Auto-scaling, Queues and CloudFormations to Slash Costs at Neat

Maurício Linhares / @mauriciojr / neat.com

Who?

Technical Lead at Neat.com
Brazilian from João Pessoa, not from Rio de Janeiro or São Paulo
Moved here 8 weeks ago
No puedo hablar español, lo siento

Where were we 2.5 years ago?

Why were we burning money?

No auto-scaling means...

Unexpected traffic spike?

Just go there and provision a bunch of new machines. And please remember to take them down once the spike is over!
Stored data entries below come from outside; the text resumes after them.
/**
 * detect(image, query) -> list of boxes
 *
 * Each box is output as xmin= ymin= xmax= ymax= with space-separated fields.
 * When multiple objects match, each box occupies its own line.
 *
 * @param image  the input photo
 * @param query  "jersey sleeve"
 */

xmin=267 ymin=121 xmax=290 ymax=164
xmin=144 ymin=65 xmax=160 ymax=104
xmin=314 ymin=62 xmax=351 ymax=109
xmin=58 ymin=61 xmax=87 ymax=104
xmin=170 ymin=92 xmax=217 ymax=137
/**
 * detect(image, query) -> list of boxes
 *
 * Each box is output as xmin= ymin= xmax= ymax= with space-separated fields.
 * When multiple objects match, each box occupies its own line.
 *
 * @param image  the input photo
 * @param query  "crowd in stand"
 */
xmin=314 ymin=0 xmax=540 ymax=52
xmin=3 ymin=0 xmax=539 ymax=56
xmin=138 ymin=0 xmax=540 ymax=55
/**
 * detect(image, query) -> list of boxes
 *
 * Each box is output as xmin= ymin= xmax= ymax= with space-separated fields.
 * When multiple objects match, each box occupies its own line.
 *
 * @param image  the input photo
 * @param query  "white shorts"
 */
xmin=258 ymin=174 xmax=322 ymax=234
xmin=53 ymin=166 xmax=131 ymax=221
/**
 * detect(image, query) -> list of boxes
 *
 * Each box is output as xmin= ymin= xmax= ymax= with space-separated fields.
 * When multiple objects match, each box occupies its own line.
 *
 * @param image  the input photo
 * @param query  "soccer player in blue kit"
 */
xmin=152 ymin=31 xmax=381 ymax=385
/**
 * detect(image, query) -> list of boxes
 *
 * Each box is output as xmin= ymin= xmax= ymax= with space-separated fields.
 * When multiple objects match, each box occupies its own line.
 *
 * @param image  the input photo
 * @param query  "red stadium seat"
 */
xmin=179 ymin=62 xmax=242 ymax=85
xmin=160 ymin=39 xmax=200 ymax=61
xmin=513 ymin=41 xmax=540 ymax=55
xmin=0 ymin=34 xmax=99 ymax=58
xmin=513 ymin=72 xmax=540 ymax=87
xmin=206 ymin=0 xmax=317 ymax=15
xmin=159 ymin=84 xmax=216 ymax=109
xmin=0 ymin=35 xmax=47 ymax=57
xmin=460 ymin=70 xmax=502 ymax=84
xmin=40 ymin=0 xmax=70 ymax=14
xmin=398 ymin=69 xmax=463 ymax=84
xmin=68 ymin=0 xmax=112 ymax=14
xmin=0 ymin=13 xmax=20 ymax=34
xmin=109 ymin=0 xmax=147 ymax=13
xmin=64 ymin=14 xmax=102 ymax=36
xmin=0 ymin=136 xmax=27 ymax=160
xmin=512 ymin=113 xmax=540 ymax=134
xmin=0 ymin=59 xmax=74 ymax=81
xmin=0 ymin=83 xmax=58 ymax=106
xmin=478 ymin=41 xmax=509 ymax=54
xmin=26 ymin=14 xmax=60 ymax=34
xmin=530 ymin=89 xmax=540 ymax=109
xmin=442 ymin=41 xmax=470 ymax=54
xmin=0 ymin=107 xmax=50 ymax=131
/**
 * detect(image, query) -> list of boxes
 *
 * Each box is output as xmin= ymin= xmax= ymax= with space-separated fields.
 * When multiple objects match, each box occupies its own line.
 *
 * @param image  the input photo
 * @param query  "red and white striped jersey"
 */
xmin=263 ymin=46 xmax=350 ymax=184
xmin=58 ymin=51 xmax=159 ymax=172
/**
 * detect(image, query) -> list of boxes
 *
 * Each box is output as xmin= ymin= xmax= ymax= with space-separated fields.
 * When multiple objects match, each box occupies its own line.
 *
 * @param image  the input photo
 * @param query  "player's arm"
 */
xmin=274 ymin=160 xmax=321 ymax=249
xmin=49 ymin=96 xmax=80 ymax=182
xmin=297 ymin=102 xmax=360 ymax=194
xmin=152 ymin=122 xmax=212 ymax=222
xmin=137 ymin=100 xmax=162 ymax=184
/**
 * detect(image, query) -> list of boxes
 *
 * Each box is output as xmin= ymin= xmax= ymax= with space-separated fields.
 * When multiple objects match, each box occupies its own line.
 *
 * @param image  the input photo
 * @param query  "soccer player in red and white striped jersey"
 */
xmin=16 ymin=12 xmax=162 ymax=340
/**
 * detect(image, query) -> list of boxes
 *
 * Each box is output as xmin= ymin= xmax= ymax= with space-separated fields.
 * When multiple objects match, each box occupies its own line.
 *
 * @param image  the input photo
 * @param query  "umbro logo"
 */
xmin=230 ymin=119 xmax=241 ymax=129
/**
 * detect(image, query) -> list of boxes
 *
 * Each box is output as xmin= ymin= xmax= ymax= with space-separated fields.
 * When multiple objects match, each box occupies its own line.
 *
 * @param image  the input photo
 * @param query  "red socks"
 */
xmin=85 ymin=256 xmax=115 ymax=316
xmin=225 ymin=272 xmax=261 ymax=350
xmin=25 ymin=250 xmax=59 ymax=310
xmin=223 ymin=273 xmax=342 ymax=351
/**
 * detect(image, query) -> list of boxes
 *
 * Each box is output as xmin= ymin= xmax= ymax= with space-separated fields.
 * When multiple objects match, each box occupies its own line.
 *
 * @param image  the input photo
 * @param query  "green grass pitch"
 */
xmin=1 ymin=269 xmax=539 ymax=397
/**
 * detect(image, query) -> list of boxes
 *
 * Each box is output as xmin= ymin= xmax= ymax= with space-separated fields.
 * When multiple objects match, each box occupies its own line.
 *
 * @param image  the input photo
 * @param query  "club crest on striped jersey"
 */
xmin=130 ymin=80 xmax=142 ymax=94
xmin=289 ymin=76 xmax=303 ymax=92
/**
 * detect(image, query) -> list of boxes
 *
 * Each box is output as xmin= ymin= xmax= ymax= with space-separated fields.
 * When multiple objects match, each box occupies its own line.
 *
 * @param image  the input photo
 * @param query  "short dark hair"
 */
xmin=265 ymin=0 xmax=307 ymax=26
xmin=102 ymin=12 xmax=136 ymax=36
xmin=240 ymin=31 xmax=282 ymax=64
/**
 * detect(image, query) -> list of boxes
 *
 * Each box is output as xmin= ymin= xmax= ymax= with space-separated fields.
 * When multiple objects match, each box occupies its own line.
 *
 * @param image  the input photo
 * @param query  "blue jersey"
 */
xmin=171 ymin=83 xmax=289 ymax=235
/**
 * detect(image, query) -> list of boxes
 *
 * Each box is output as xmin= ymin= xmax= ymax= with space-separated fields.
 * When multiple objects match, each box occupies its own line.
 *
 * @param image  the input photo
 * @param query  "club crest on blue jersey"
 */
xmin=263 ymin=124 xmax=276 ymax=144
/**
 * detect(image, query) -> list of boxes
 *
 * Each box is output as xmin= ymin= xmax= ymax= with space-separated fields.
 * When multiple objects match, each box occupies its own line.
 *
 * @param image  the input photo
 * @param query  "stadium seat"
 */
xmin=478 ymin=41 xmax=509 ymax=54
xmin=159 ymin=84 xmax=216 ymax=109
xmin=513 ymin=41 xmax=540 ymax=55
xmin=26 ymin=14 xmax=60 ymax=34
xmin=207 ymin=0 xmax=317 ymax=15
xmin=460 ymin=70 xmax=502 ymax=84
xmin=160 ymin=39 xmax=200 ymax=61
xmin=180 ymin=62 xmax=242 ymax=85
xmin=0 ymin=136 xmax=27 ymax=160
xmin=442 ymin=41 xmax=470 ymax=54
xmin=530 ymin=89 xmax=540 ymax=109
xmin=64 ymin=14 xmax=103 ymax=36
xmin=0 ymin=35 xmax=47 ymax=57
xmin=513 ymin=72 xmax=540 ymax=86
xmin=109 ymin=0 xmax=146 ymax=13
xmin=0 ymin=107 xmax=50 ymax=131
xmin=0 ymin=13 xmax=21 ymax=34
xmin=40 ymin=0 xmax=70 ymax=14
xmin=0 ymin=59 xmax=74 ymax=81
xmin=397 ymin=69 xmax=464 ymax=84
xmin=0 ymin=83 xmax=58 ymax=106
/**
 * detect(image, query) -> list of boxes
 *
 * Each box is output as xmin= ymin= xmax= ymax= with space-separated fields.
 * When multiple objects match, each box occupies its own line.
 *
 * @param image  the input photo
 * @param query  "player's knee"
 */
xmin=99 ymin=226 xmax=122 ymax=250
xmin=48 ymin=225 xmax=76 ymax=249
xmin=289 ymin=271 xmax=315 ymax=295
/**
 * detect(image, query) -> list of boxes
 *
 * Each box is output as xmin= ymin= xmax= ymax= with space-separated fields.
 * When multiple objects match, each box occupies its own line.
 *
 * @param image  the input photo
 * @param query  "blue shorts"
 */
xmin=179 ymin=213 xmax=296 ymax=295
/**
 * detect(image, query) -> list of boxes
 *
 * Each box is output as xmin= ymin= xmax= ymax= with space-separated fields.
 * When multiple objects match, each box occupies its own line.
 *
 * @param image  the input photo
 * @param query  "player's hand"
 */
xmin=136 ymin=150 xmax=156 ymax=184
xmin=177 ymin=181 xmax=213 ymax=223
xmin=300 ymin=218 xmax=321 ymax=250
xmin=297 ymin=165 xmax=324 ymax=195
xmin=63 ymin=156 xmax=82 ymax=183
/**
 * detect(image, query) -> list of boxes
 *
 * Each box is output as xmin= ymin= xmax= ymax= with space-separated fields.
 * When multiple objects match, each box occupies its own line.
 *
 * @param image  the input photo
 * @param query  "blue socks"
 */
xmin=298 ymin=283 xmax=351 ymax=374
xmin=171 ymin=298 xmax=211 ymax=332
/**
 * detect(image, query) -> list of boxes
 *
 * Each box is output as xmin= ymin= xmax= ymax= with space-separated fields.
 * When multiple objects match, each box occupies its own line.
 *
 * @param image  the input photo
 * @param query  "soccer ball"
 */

We were running at an Elastic Computing Cloud

But our systems were not making use of this elasticity...

What did we need?

Quickly provisionable machines
Auto-scaling groups
Queues and queue metrics
All organized together with CloudFormations

First step?

Revamp the provisioning process.

Original process

Use Knife and Chef to build an instance for a service out of a bare bones AMI
All steps, from installing software to setting up config happen at this point
Slow, many minutes from nothing to instance running
Not reproductible - machines provisioned at different points in time will have different versions of their libraries

Doesn't work for auto-scaling

When you're auto-scaling to meet real time customer demand, you can't waste any time.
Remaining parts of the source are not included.